Hillsborough's Sheriff David Gee has made an offer county officials shouldn't refuse. Gee wants to house the homeless in a work-release center that had been doing little more than collecting dust. There are many details to sort out before the facility could begin operating, but Gee's proposal represents the kind of broad partnership the county needs to address the dearth of housing for homeless. County Administrator Mike Merrill should move quickly to ready the property for new occupants, secure a competent nonprofit to run it and provide social services to make sure the homeless get the help they need.
Problems with the county's homeless program came to light last year after the Tampa Bay Times published a series of articles detailing the poor living conditions paid for on the taxpayers' dime.

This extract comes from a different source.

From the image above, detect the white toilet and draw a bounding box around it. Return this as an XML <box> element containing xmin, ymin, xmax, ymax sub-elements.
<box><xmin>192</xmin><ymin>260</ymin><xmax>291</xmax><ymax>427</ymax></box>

County employees were sending people to live in housing rife with insects, walls smeared with excrement and high crime. The county shut down its Homeless Recovery program on Dec. 31, pledging to turn over operations to nonprofits that specialize in working with this population.
Last month, county commissioners took the first step in revamping the program. They smartly authorized a $1.18 million contract with the nonprofit Metropolitan Ministries to provide temporary shelter for homeless families and women.
Now the work-release center, near the Orient Road Jail in east Hillsborough, provides another option for temporary housing. It has 175 beds, a cafeteria, easy access to bus services and office space that could house support services. Merrill says he is likely to accept Gee's offer. He also should embrace overtures from Hillsborough Tax Collector Doug Belden, who has said his staff could provide intake services at shelters and secure Florida birth certificates and ID cards for the homeless at no cost. Separately, Belden said he would work to raise money to support homeless services in Hillsborough.
Partnerships work, as evidenced by success stories like Pinellas County's Safe Harbor, a 470-bed temporary shelter in Largo run by the sheriff's office and funded by the county and several cities. Hillsborough should take note and follow suit.
The shortage of appropriate, temporary housing for the homeless is a huge problem that won't be solved overnight. Even with nonprofits in charge in Hillsborough, the lack of affordable housing looms large. But finally county officials are taking action — even if some of the most innovative ideas seem to be coming to Merrill and his staff instead of from them. They need to keep going and continue to put significant money and oversight behind promises to help the homeless find solutions both temporary and permanent.